Physically-Aware Synthesis. Antidote or Placebo?
Over a decade ago, physically-aware synthesis technology was announced and heralded a new era from logical synthesis to physical solution. Before the technology involving, wire R/C (Resistance and Capacitance) is modeled by WLM (Wire Load Model) which is generated by statistic results from foundry. With the technology, wire R/C (Resistance/Capacitance) accuracy can be dramatically improved because it performs real placement and extract wire R/C based on specific physical locations. Therefore, synthesis results can be close to the ones at PD (Physical Design) placement stage, design over-constraint and over-optimization as WLM synthesis are un-necessary. However, at advance process nodes, process design rules become much more complicated than previous. This thing impacts physically-aware synthesis seriously. In real cases, we can see very different results between synthesis and after cell placement. So, we realize that that considering placement and physical location are not enough to advance process nodes. Even using physically-aware synthesis, over-constraint and over-optimization are still necessary like WLM synthesis, advantage of physically-aware synthesis is disappeared. In this work, we discover key items to impact physically-aware synthesis accuracy. Based on the findings, we compare the engine/flow differences between Cadence older synthesis solution and the latest one, Genus iSpatial. Furthermore, we can see that Genus iSpatial has significant improvement in PPA (Performance, Power, Area) correlation from real project cases. With the improvement, we can also see the benefit to timing closure and PPA. Finally, we can give advice about Genus iSpatial for further quality enhancement.

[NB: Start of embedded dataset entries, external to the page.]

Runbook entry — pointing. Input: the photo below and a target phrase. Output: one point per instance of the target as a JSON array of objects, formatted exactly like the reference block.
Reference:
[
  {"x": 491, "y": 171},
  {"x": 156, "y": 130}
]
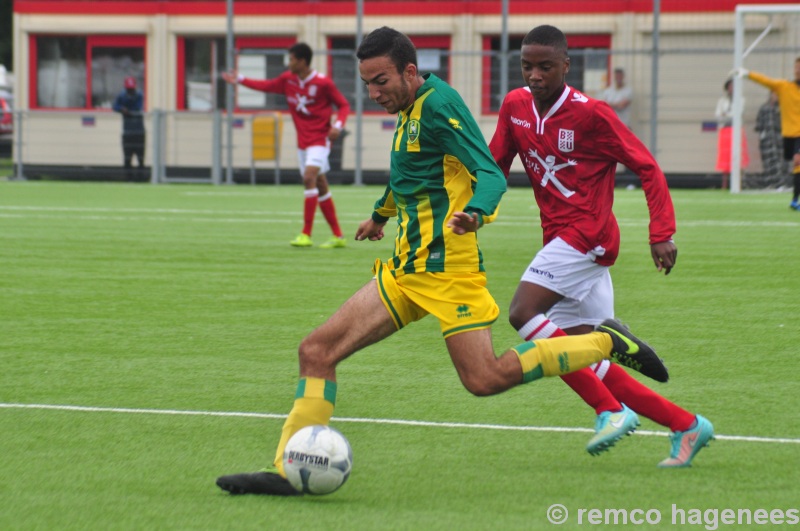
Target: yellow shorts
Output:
[{"x": 460, "y": 301}]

Saving Next-Gen 112G LR and Extremely Short Reach (XSR) SerDes Power
The 112g LR(Long Reach) & XSR (eXtreme Short Reach) SerDes(Serializer/Deserializer) are designed for next generation data center ASICs. Due to the high bandwidth, high speed data transmission behavior, the power consumption of every design part has to be reviewed carefully. In this presentation, we'll show how we implement designs with Innovus pattern-based power optimization to save both switching & internal power of each stage. Moreover, we try to reclaim every possible power with PBA sign-off timing by Tempus total power ECO and finally meet our goal.
Timing Closure by Machine Learning and SOD
Machine Learning is a new skill to improve postRoute timing, SOD is very powerful for AOCV timing closure in Innovus. We apply these 2 skill in our UMC 28nm process and have got good result.